Perhaps retaliation will come through other branches, such as Lebanon's Hezbollah, which recently withdrew from the country's cabinet, resulting in the collapse of Prime Minister Saad al-Hariri's coalition government. But can an assault by Israel's enemy based in southern Lebanon effectively challenge the force that, in 2006, decimated their efforts even as they lobbed missiles over the border? While Hassan Nasrallah may have visions of grandiosity, if he is Iran's arm against Israel, the response will be weak and no doubt short-lived. And it won't reverse the damage done to Iran's crippled nuclear program.

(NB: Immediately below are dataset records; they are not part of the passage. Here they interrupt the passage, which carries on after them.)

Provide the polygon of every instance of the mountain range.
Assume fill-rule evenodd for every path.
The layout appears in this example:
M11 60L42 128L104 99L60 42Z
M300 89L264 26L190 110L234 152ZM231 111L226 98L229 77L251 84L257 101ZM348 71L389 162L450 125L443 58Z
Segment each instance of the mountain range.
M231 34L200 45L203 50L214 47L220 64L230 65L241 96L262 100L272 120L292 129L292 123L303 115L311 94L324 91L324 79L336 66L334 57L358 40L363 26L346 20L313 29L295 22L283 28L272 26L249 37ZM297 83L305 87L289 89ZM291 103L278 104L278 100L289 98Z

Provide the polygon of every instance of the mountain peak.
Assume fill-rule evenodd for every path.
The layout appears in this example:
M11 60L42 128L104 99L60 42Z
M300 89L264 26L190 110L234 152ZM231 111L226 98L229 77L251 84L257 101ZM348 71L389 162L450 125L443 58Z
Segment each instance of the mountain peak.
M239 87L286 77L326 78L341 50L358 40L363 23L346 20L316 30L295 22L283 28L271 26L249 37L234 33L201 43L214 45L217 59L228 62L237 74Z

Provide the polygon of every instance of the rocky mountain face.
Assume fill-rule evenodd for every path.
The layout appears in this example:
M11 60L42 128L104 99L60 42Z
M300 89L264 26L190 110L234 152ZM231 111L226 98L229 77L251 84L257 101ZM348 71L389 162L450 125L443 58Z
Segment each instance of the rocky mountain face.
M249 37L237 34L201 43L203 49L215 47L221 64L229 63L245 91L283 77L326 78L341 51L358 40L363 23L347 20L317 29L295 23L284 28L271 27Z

Internal threats further weaken Iran's position. While the strong-arm tactics of the government effectively stifled the Green Movement, there is no rescinding the revolt that took place following the 2009 presidential election. It's doubtful that minds have changed regarding the state of the government under the current Supreme Leader, and the potential for a resurgence of the insurrection always exists. Even with a rash of imprisonments and accompanying harsh sentences, it is likely impossible to squelch the reform movement entirely. And no doubt others will take the place of the exiled and executed. Demonstrations that proved the largest rebellion since the Revolution still reverberate not only within Iran, but in the shattered perception of Iran's government as monolithic, as the drama played out on the international stage.